Before GRPO training, you can optionally run SFT to create a better starting point:
# Run SFT training job (small model)
sbatch scripts/small_sft_lora_train_job.sh
# Run SFT training job (large model)
sbatch scripts/large_sft_lora_train_job.sh
# Or run locally for testing
uv run -m src.train_sft
The SFT stage uses curated datasets of high-quality code repair examples to provide the model with a strong foundation before RL training.
We provide specialized SLURM scripts for different model sizes, each pre-configured with appropriate compute resource allocations:
# For small models (8B), defaults to Qwen/Qwen3-8B
sbatch scripts/grpo/small_grpo_lora_train_job.sh grpo.run_name="custom-experiment-name" # LoRA training (3 GPUs)
# For medium models (32B), defaults to Qwen/Qwen3-14B
sbatch scripts/grpo/medium_grpo_lora_train_job.sh grpo.run_name="custom-experiment-name" # LoRA training (3 GPUs)

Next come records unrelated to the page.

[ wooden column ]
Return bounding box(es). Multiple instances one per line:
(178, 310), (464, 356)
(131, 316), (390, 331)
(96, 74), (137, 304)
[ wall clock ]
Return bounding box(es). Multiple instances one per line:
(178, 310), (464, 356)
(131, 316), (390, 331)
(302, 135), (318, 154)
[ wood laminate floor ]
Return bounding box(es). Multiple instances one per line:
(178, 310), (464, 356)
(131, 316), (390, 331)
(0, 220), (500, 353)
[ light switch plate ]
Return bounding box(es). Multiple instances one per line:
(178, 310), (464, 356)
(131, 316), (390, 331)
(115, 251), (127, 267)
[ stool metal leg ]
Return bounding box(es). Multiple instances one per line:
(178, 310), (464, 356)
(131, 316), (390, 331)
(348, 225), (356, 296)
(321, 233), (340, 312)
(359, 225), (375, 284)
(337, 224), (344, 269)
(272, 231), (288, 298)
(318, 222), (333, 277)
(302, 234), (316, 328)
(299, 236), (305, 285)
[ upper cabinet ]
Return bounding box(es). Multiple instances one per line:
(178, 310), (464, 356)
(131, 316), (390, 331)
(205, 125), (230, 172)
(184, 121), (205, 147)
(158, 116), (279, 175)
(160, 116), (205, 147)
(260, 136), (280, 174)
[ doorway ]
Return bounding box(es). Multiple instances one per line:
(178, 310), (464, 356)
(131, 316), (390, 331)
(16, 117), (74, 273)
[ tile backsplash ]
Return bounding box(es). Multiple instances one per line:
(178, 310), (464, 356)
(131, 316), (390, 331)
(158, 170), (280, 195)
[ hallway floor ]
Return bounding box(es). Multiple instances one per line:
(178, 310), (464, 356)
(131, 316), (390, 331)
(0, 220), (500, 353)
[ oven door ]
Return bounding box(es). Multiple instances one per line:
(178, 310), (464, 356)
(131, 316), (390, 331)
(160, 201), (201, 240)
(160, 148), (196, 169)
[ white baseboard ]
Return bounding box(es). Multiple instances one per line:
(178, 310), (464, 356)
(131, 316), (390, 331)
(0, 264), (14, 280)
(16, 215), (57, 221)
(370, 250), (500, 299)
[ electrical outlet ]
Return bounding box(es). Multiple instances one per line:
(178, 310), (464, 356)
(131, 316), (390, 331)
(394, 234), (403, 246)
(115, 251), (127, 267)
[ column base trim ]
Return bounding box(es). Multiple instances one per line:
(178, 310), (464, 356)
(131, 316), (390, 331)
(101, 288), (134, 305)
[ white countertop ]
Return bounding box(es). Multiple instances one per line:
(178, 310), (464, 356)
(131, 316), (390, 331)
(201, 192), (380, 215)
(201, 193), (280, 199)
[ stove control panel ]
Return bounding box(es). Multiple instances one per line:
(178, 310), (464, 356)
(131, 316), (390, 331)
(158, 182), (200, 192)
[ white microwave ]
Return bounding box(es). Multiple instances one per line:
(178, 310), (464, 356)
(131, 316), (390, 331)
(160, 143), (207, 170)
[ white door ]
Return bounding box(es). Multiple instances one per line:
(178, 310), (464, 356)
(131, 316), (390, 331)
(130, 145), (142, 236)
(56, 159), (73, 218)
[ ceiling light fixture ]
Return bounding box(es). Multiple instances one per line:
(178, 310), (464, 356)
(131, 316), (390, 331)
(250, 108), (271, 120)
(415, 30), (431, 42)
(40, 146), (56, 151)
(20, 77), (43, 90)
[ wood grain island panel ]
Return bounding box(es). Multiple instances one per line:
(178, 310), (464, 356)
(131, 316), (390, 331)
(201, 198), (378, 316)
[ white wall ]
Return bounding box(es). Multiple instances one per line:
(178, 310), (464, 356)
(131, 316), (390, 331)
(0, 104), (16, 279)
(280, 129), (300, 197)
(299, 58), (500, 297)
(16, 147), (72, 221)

Each script includes pre-tuned GRPO parameters optimized for the corresponding model size category. The scripts support three task types:
- detection: Binary vulnerability detection
- repair: Single-file code repair with search-replace diffs
- repo_repair: Repository-level code repair using agentic approaches
You can customize training with Hydra overrides:
# Change task type
sbatch scripts/grpo/medium_grpo_lora_train_job.sh run=detection
# Use a different model
sbatch scripts/grpo/medium_grpo_train_job.sh model=medium_llama
You can select a model configuration by setting the MODEL_CONFIG
environment variable before submitting the job. The value should match a file in src/conf/model/
(without the .yaml
suffix).
Example:
MODEL_CONFIG=small_qwen \
sbatch scripts/grpo/medium_grpo_lora_train_job.sh \
grpo.run_name="Qwen3-8B-Multingual"
Notes:
- Small and medium scripts respect
MODEL_CONFIG
. Large scripts are fixed to Qwen3 models. - vLLM parser/templating is auto-selected in scripts based on the base model name (Qwen → qwen3/hermes; Llama → llama3_json + llama3.1 tool chat template etc.)

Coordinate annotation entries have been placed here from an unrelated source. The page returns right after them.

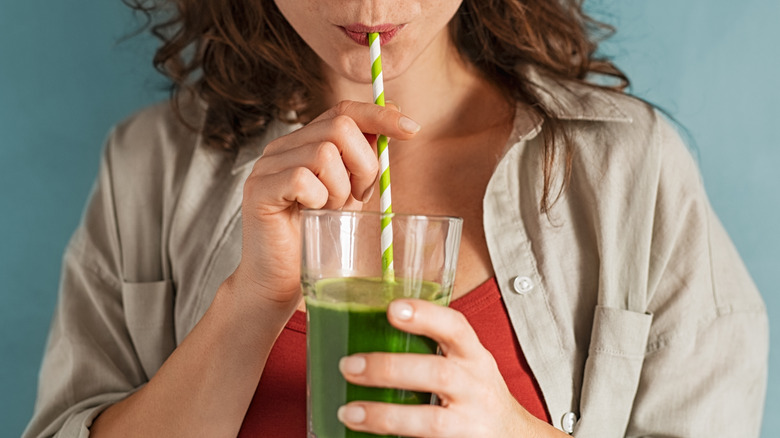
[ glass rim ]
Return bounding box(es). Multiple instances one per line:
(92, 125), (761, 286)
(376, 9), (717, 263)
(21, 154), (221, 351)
(301, 208), (463, 223)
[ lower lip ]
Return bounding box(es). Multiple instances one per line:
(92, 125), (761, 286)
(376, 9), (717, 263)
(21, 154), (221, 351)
(341, 25), (403, 46)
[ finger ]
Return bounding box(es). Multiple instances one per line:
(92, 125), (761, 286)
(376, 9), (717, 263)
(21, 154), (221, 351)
(387, 299), (485, 358)
(263, 115), (379, 200)
(313, 100), (420, 140)
(242, 167), (328, 217)
(339, 353), (470, 400)
(338, 402), (460, 437)
(254, 141), (352, 209)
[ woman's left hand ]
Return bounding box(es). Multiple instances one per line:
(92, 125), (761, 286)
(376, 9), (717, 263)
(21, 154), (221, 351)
(338, 299), (567, 438)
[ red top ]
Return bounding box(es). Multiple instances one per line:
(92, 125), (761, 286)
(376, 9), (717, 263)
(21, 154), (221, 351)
(238, 278), (550, 438)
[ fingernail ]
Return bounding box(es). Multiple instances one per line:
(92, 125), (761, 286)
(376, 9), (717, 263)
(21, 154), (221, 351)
(388, 301), (414, 321)
(398, 116), (420, 134)
(339, 356), (366, 374)
(336, 405), (366, 424)
(360, 185), (374, 203)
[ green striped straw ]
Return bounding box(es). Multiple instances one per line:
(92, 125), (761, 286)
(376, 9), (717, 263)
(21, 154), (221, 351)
(368, 33), (395, 282)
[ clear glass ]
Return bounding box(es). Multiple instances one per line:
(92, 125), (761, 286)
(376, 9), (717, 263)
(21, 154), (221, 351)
(301, 210), (463, 438)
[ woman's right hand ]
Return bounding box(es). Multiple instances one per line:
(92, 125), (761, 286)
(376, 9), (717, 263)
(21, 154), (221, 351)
(228, 101), (420, 307)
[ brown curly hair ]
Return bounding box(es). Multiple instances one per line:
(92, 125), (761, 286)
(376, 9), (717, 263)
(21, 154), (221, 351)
(123, 0), (629, 212)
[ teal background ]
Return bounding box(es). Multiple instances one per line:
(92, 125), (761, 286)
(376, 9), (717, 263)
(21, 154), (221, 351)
(0, 0), (780, 437)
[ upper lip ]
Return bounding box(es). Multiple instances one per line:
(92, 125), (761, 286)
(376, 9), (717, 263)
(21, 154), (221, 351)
(342, 23), (399, 33)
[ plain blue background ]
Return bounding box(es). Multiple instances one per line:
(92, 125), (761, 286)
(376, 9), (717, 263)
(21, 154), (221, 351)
(0, 0), (780, 437)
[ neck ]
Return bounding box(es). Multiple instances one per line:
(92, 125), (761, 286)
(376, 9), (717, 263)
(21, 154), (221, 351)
(321, 30), (512, 141)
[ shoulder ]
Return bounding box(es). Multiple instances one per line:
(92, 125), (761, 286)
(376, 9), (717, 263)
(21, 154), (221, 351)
(531, 75), (699, 189)
(107, 99), (205, 165)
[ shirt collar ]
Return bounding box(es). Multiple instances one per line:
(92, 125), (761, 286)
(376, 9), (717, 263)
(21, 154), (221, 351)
(525, 67), (633, 123)
(232, 67), (632, 175)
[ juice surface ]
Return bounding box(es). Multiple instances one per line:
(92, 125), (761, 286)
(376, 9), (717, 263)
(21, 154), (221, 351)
(306, 278), (449, 438)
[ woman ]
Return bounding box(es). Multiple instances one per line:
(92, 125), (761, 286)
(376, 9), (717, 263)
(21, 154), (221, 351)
(26, 0), (768, 437)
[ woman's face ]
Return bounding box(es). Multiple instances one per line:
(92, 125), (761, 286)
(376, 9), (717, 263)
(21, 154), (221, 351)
(274, 0), (463, 83)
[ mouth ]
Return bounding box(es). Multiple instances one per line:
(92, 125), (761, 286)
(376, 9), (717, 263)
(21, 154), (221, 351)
(339, 23), (405, 46)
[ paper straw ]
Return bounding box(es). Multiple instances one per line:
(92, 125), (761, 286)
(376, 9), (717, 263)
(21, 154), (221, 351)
(368, 33), (395, 282)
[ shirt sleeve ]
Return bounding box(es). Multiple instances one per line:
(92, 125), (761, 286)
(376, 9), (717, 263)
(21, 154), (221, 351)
(23, 132), (147, 438)
(627, 118), (769, 437)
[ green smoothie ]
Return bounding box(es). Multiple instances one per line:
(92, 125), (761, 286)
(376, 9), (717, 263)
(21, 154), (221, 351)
(306, 278), (449, 438)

For "local" development and testing without Apptainer containers, you can use uv
directly.
Install the uv
package manager with:
MacOS / Linux
curl -LsSf https://astral.sh/uv/install.sh | sh
Windows (project not tested on Windows)
powershell -ExecutionPolicy ByPass -c "irm https://astral.sh/uv/install.ps1 | iex"
# run all tests
uv run pytest
# run specific testing file
uv run pytest tests/test_search_replace_diff.py
# run specific test
uv run pytest tests/test_search_replace_diff.py::test_specific_function
This repository uses several Markdown files to organize information:
- README.md: (This file) Provides a high-level overview, setup instructions, and basic usage examples.

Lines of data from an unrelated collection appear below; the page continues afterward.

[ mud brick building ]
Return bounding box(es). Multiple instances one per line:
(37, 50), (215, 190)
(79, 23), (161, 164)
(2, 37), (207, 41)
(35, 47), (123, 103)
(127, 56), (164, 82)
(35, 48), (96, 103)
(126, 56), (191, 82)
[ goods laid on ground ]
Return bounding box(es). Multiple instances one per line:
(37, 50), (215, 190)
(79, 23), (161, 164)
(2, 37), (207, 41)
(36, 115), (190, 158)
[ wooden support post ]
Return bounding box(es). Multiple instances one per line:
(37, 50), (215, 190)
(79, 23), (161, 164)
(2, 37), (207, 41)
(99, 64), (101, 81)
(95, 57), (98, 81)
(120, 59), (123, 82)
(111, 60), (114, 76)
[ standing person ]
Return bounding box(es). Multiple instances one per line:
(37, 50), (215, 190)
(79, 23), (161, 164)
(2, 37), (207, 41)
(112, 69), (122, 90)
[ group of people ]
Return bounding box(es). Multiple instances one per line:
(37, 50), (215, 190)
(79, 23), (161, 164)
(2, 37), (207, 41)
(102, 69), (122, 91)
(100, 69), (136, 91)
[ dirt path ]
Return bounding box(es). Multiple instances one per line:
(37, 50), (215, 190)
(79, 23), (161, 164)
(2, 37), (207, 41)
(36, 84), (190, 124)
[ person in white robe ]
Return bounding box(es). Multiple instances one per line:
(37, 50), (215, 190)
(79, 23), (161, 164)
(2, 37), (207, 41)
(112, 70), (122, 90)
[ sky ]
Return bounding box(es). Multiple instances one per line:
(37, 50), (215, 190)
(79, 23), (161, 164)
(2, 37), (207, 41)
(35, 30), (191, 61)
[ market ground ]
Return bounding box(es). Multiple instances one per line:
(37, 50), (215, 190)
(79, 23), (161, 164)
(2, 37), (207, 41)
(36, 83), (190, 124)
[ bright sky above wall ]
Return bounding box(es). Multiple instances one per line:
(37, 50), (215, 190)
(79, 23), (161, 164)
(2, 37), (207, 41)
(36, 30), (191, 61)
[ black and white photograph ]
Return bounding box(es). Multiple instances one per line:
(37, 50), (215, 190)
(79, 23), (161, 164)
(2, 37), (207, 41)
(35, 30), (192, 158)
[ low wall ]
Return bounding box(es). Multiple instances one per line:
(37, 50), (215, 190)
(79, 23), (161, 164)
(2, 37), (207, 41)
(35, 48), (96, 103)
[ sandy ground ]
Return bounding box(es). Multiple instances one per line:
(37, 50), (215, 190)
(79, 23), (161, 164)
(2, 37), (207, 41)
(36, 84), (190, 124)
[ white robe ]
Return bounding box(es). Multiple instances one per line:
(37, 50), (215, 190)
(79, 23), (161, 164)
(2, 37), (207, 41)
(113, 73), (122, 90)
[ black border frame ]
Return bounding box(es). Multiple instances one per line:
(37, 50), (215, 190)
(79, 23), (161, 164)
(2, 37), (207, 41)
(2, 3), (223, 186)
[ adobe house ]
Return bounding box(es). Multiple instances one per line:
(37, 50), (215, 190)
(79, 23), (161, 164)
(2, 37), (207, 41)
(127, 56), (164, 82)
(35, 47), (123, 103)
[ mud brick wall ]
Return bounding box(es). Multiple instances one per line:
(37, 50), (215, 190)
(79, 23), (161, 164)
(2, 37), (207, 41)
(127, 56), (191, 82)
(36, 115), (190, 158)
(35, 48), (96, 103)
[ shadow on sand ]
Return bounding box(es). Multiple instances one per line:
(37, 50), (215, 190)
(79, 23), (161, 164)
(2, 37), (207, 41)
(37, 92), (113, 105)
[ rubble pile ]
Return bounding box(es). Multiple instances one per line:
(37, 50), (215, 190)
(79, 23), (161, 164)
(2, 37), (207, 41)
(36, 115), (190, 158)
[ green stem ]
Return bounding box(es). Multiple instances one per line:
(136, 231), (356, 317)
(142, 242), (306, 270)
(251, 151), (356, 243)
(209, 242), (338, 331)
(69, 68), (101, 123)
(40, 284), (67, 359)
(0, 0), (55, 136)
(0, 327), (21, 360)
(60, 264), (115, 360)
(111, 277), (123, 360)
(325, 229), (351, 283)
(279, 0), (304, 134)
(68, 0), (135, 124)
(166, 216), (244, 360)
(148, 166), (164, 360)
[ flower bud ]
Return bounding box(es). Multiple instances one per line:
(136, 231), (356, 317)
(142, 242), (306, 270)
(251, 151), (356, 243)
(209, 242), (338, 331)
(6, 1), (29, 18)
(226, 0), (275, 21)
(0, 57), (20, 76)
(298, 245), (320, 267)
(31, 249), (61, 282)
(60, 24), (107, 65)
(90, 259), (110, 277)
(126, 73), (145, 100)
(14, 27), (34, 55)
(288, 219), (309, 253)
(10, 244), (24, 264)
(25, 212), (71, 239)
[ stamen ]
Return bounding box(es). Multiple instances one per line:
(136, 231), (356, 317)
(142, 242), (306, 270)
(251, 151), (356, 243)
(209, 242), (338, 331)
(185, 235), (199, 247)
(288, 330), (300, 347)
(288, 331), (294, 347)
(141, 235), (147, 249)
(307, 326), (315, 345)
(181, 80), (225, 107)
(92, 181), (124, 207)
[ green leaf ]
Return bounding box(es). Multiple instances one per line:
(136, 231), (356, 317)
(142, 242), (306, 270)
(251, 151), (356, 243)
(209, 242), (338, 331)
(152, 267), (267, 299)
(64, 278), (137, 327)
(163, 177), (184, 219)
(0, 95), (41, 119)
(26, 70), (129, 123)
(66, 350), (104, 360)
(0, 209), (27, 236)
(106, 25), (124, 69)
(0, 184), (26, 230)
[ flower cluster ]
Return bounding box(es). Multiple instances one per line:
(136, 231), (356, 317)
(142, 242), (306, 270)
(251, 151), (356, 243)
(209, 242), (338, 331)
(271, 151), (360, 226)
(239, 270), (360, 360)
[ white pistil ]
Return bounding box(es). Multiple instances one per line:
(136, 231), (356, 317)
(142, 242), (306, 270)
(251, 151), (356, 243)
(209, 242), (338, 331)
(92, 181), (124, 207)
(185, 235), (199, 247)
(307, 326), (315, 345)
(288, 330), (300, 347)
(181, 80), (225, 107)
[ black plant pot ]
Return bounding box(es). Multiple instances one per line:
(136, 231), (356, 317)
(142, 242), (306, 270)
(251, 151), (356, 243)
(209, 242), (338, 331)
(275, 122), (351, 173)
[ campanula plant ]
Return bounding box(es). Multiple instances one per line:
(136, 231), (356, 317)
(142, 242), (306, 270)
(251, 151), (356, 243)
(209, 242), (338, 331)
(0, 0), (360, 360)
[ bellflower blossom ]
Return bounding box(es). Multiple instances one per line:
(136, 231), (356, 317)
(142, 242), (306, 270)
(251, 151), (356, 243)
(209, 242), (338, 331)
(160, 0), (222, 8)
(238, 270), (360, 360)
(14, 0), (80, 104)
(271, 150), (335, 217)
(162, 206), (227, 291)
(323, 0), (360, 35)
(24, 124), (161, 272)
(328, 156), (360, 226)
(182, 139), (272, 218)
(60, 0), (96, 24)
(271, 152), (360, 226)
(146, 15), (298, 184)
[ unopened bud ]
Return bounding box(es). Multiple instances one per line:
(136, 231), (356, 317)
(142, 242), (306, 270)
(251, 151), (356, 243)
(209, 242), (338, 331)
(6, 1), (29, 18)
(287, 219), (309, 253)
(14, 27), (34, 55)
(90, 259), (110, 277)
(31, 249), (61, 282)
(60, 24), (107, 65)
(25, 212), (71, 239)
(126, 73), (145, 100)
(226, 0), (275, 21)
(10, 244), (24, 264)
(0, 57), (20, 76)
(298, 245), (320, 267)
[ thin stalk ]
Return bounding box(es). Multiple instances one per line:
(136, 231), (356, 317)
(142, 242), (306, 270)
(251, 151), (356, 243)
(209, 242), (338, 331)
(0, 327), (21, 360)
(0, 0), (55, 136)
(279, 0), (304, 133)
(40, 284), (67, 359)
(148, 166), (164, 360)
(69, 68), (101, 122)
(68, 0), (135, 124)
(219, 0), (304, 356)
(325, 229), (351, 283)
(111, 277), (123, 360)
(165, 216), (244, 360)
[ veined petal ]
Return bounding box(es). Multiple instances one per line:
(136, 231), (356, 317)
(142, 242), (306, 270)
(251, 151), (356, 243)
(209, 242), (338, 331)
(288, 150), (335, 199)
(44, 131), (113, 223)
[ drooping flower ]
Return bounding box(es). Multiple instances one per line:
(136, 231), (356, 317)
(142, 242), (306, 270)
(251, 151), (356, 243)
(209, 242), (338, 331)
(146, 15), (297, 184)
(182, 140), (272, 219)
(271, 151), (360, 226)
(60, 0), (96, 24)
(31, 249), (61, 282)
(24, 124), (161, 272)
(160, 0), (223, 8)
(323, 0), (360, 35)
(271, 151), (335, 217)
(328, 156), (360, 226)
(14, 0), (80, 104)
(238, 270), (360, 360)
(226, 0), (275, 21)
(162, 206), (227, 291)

- docs/PROJECT.md: Contains detailed information about the project's goals, implementation notes, theoretical background, and conceptual insights.
- docs/DIARY.md: A development diary tracking progress, challenges, and decisions.
- docs/AGENT_RL_INTEGRATION.md: Describes our approach to integrating agent frameworks into RL training loops using OpenAI-compatible API servers.
- docs/DATASETS.md: Describes the datasets used in the project.
- docs/RESOURCES.md: Lists relevant research papers, literature and broader resources reviewed for the project.
- docs/VOCABULARY.md: Defines key terms and concepts used throughout the project.
- docs/PAPER.md: Outlines the structure and key points for the academic paper.